Michel Roth designs Air France’s business class menus, with offerings that change monthly to keep frequent flyers engaged. I experienced this variety across both flights.

On the Madrid to Paris leg, the main course was showcased perfectly, with prawns arranged around herb-infused couscous, dotted with peas.

A tray of Luxair food featuring shrimp and quinoa salad, a bread roll, cheese, dessert, and a glass of white wine on an airplane tray table invites a delightful Luxair review.

The prawns had that ideal firm texture, not rubbery, and the couscous surprised me with its lightness and flavour complexity, featuring fluffy grains with distinct herb notes.

The Paris to Munich flight delivered a different Michel Roth creation.

A round container of Isigny Sainte-Mรจre Beurre Dโ€™Isigny butter sits on a white tray next to a knife and a blue card, showcasing the premium quality often highlighted in Luxair food experiences.

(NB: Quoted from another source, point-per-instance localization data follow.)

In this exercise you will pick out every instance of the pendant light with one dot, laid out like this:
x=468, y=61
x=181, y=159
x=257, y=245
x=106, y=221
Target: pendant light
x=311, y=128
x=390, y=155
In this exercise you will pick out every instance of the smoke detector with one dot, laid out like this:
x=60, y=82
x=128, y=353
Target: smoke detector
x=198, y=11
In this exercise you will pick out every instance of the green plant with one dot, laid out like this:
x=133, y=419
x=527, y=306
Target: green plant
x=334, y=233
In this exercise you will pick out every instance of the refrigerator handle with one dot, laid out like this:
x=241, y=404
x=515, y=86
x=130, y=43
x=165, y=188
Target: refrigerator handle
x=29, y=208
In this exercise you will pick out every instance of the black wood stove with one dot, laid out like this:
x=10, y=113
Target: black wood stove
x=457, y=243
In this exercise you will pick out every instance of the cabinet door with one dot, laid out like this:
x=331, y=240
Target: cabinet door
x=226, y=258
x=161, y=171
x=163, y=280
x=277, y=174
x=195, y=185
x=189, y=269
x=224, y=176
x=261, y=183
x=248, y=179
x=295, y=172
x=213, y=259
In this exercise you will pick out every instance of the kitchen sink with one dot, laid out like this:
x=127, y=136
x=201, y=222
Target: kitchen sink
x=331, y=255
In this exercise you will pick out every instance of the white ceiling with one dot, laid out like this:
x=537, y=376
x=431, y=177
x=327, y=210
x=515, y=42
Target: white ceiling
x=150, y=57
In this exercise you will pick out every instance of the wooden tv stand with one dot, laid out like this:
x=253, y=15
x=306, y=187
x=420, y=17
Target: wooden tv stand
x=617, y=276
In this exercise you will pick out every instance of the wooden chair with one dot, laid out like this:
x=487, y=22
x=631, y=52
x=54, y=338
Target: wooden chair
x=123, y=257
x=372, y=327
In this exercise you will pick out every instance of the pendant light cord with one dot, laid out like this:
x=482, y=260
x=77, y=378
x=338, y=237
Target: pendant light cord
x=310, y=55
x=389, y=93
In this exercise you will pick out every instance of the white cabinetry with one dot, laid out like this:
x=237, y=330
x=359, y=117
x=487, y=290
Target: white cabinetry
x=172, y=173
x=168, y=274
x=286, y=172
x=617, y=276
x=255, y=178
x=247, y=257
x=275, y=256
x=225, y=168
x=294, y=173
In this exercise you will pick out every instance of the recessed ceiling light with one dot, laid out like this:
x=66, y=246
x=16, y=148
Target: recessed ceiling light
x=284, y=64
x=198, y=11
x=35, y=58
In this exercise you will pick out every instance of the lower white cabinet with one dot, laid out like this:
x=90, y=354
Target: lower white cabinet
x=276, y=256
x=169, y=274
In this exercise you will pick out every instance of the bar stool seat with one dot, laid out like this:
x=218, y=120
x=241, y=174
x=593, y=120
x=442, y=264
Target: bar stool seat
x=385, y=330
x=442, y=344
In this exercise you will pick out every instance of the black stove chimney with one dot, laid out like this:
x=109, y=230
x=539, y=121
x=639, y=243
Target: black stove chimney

The menu card identified this as “Suprรชme de volaille aux รฉclats de pistaches, pรขtes, pois gourmand et vinaigrette ร  la truffe” – chicken supreme with pistachio pieces, pasta, snow peas, and truffle vinaigrette.

A tray of Luxair food includes pasta, green beans, chicken with sauce, bread, cheese, dessert, a glass of sparkling wine, and a rolled napkinโ€”perfect for anyone seeking an authentic Luxair review of their in-flight dining experience.

The chicken supreme was perfectly prepared, tender breast meat with pistachio pieces adding delightful texture and nuttiness.

The truffle vinaigrette elevated the dish with its distinctive earthy aroma, which makes everything taste refined.

The selection of French cheeses included what appeared to be a blue cheese, as well as a mild, soft cheese that paired perfectly with the crusty bread.

Yes, the infamous room temperature bread that prompted the cabin manager’s apology tour.

Honestly, it was still delicious; French bread doesn’t need warmth to be good.

The presentation details matter here: proper china plates, real cutlery, touches that signal that Air France treats dining as an experience, not just fuel delivery.

A bottle of Thonon water and a packaged Air France refreshing wet towel placed on an airplane tray table, reminiscent of the thoughtful amenities highlighted in many a Luxair review.

Conclusion


Air France short haul business class delivers what you’d expect from the flag carrier of a nation that takes food seriously.

Michel Roth’s menu design is evident in every dish, the service maintains old-school European standards, and even their “failures” (room-temperature bread) would be victories for most airlines.

The CDG lounge sets proper expectations for the inflight experienceโ€”quality ingredients, thoughtful presentation, and service that treats dining as an important part of travel rather than an afterthought.

When your crew apologises for bread not being warm enough while serving Michelin-starred cuisine with proper champagne service, you know you’ve chosen the right airline.